As with many medical AI and robotics platforms, the announcement leaves important clinical and regulatory specifics unstated. Intel does not provide outcome metrics such as changes in walking speed, therapist-assessed gait improvements, or quantified functional gains, nor does it describe the regulatory status of FREE Walk in each country. Intel also notes general performance qualifications in its release, including that performance results depend on configuration and testing dates and may not reflect all updates, and that it does not control third-party data.
Why It Matters
- Lower-limb rehabilitation is labor-intensive, and AI-enabled devices that standardize training could reduce bottlenecks in clinical staffing if they can be deployed widely.

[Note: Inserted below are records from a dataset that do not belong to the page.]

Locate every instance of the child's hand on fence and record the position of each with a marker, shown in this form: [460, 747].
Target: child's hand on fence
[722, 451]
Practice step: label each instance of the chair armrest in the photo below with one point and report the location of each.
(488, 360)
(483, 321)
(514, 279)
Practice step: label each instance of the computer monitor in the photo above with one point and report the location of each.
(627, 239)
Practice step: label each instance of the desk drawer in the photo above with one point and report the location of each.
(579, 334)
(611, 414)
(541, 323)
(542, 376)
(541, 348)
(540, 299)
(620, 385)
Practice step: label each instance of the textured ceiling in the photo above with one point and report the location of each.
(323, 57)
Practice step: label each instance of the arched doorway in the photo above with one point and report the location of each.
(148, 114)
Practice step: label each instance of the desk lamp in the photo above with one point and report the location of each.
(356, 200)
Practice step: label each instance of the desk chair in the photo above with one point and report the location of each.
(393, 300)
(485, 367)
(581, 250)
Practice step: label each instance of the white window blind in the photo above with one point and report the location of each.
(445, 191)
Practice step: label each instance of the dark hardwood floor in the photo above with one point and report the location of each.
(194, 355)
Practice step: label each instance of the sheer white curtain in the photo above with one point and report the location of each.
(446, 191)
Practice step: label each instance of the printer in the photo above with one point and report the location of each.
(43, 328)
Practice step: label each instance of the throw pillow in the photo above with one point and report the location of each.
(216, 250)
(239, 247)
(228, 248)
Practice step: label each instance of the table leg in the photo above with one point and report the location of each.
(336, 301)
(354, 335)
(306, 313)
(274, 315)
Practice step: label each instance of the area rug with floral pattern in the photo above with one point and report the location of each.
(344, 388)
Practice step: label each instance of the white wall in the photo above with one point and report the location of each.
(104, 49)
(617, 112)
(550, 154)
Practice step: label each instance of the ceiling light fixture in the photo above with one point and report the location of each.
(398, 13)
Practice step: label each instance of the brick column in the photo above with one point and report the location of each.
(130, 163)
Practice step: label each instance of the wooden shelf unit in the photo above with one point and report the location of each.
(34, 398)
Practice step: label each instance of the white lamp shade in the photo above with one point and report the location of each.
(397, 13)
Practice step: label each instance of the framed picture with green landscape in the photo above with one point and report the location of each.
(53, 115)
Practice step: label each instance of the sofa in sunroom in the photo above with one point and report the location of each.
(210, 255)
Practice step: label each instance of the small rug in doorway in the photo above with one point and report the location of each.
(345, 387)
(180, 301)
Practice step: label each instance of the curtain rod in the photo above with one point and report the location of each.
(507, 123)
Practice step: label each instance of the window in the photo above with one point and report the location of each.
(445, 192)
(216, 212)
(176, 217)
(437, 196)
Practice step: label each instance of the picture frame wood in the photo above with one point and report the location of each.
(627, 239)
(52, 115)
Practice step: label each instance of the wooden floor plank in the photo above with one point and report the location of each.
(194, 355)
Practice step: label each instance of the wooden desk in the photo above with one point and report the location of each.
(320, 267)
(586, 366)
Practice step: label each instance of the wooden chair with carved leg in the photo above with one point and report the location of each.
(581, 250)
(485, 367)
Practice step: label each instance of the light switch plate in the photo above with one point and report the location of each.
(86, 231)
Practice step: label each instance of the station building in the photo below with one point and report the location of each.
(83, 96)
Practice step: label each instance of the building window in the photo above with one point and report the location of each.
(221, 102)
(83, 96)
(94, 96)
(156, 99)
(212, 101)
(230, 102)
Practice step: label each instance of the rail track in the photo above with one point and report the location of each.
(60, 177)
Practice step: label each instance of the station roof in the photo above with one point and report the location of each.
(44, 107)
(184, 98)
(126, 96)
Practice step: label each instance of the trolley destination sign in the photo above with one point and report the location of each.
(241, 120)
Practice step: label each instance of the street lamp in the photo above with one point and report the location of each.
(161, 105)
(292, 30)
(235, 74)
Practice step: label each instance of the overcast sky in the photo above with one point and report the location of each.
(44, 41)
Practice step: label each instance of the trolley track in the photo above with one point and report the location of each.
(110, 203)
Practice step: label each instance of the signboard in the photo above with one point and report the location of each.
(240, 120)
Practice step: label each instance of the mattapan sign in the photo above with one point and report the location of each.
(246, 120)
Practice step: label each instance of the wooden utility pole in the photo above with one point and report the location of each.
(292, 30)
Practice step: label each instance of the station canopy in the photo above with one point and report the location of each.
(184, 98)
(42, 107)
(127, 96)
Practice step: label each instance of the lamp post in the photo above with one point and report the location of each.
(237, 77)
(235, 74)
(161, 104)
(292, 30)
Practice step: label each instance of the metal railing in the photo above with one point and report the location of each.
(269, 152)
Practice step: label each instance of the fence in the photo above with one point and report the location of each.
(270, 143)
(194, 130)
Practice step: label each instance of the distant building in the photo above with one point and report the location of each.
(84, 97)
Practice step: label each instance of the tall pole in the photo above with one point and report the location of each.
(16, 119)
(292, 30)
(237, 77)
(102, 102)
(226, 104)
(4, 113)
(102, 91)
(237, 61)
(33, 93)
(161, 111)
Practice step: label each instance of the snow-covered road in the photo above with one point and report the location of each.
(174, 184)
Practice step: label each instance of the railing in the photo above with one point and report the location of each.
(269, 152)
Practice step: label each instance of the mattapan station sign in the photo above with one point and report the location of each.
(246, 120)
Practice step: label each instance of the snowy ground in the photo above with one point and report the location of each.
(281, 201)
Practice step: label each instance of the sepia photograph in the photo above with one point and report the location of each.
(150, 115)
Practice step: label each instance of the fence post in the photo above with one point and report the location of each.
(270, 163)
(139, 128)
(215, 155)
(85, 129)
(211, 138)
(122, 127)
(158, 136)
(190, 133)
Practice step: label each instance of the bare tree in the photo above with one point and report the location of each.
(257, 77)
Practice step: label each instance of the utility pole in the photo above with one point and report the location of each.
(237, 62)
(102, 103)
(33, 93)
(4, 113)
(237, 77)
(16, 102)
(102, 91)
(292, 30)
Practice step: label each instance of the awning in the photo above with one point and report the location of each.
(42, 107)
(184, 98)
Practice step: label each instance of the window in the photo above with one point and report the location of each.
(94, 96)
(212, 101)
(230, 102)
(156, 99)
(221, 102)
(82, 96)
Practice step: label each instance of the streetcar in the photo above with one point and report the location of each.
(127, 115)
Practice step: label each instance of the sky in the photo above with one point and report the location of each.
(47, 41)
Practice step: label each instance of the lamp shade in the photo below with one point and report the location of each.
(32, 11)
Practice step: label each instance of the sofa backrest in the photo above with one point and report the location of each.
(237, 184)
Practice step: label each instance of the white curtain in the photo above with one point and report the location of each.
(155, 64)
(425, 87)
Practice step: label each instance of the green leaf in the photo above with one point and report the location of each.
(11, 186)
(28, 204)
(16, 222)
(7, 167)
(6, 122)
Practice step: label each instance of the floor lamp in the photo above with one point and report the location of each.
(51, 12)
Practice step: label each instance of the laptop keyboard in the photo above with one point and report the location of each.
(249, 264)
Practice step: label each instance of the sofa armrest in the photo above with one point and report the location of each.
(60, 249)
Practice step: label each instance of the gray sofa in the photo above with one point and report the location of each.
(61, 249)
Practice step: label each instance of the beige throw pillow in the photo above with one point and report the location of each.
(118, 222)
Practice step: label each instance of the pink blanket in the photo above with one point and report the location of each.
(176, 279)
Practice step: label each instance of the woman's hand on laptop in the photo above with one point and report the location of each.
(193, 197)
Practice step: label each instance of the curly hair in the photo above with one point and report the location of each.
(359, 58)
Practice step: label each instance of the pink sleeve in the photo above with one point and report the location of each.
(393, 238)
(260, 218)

- Edge AI on a wearable device, supported by Intel’s on-device compute and model deployment tooling, highlights a growing push to deliver real-time guidance without constant clinician intervention.
- If the approach continues to accumulate training records across geographies, it may improve model performance and help justify broader rollout of AI robotics in routine rehab settings.
- The release underscores how semiconductor platforms increasingly act as infrastructure for healthcare robotics, not just data centers or consumer products.
Sources
Key Facts
- Intel says its Core Ultra CPUs and OpenVINO software stack are used in Onyx Healthcare’s AI-powered FREE Walk exoskeleton rehabilitation solution.
- Intel describes FREE Walk as a lightweight wearable that guides patients through safe, consistent, repetitive limb movements to support neuroplasticity.
- Intel says the exoskeleton uses pressure sensors, EMG force sensors, and inertial sensors to support gait stability and interpret real-time muscle indicates.
- Intel reports FREE Walk is used by about one-third of medical-center-level hospitals in Taiwan.
- Intel says the platform has logged more than 40,000 patient training records across 22 countries.
- Intel claims therapist support can be reduced by at least two people per session, targeting about a 50% improvement in staffing efficiency.